The changes in BYSL expression in glioma tissues and association of BYSL levels with patient survival. (A) Expression analysis of the GSE16011 dataset revealed a significant increase in the BYSL mRNA levels in grade II, grade III, and grade IV glioma tissues compared to those in nontumor tissues. (B, C) Expression analysis with the GEPIA showed that BYSL expression was significantly higher in low grade gliomas and in glioblastomas than those in their respective controls. T: tumor; N: normal. (D) The qRT-PCR analysis showed the upregulation of the BYSL mRNA levels in grade II, grade III, and grade IV glioma tissues compared to those in nontumor tissues. (E, F) Western blot analysis showed an increase in BYSL protein levels in grade II, grade III, and grade IV glioma tissues compared to those in nontumor tissues. (G, H) Immunohistochemistry showed that BYSL immunoreactive (BYSL-IR) signals were distributed in both the cytoplasm and nucleus of tumor cells (G).

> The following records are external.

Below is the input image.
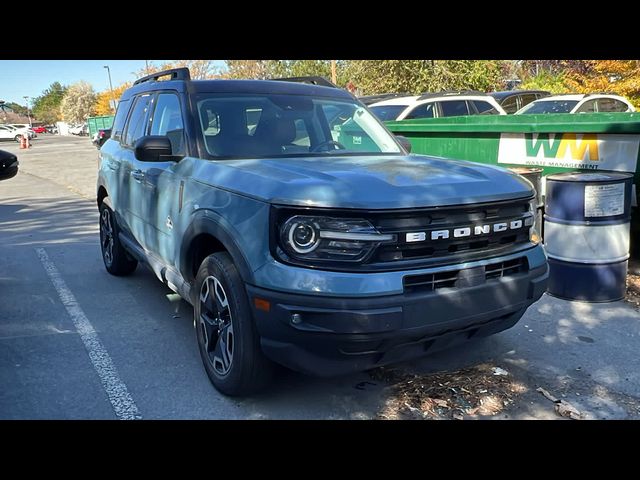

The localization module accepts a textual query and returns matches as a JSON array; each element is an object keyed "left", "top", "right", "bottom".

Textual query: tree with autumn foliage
[
  {"left": 96, "top": 82, "right": 131, "bottom": 115},
  {"left": 565, "top": 60, "right": 640, "bottom": 107},
  {"left": 60, "top": 81, "right": 96, "bottom": 123}
]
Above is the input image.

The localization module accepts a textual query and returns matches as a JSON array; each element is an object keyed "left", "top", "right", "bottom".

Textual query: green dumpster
[
  {"left": 87, "top": 115, "right": 114, "bottom": 138},
  {"left": 386, "top": 112, "right": 640, "bottom": 255}
]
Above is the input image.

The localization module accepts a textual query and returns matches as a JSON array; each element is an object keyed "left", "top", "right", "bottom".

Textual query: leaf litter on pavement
[{"left": 369, "top": 363, "right": 527, "bottom": 420}]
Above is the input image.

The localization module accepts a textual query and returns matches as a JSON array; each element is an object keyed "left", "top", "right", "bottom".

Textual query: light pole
[
  {"left": 22, "top": 95, "right": 33, "bottom": 128},
  {"left": 104, "top": 65, "right": 116, "bottom": 113}
]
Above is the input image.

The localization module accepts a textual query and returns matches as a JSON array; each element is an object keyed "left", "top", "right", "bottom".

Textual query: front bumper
[{"left": 247, "top": 253, "right": 548, "bottom": 375}]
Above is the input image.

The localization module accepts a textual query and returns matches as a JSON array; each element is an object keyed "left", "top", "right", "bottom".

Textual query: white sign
[
  {"left": 584, "top": 183, "right": 624, "bottom": 217},
  {"left": 498, "top": 133, "right": 640, "bottom": 172}
]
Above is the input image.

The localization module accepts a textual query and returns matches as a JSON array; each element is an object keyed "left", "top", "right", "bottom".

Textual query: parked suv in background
[
  {"left": 369, "top": 91, "right": 506, "bottom": 122},
  {"left": 516, "top": 93, "right": 636, "bottom": 115},
  {"left": 0, "top": 125, "right": 35, "bottom": 142},
  {"left": 97, "top": 68, "right": 548, "bottom": 395},
  {"left": 489, "top": 90, "right": 551, "bottom": 113}
]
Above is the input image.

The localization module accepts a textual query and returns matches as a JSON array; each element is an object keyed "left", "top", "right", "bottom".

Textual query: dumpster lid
[{"left": 547, "top": 172, "right": 633, "bottom": 182}]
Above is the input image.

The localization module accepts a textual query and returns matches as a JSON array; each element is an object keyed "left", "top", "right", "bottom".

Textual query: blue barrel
[{"left": 544, "top": 172, "right": 633, "bottom": 302}]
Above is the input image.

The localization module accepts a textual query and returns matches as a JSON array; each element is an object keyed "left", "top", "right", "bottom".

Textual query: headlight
[{"left": 280, "top": 215, "right": 396, "bottom": 262}]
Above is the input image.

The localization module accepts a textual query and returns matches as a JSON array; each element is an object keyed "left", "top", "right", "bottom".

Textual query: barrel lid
[
  {"left": 509, "top": 167, "right": 542, "bottom": 175},
  {"left": 547, "top": 172, "right": 633, "bottom": 183}
]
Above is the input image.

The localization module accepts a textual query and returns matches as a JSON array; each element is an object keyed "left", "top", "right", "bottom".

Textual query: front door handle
[{"left": 131, "top": 170, "right": 144, "bottom": 182}]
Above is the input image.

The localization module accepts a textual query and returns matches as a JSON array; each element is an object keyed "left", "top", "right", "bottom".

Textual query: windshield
[
  {"left": 518, "top": 100, "right": 578, "bottom": 114},
  {"left": 198, "top": 94, "right": 402, "bottom": 158},
  {"left": 369, "top": 105, "right": 409, "bottom": 122}
]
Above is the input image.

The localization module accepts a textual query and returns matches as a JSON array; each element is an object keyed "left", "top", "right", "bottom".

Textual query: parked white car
[
  {"left": 69, "top": 123, "right": 89, "bottom": 135},
  {"left": 5, "top": 123, "right": 38, "bottom": 138},
  {"left": 515, "top": 93, "right": 636, "bottom": 115},
  {"left": 369, "top": 91, "right": 507, "bottom": 121},
  {"left": 0, "top": 125, "right": 33, "bottom": 142}
]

Scale bars: 100 μm for a and c; 20 μm for b and d. Quantitative analysis of the cell numbers showed increased percentages of BYSL-IR cells in grade II (n = 4), grade III (n = 4), and grade IV (n = 5) glioma tissues relative to those in nontumor tissues (n = 5) (H). (I, J) Survival analysis showed that high BYSL levels were associated with poor prognoses in both TCGA (I) and CGGA (J) glioma datasets. M, molecular marker (*P < 0.05; **P < 0.01; ***P < 0.001).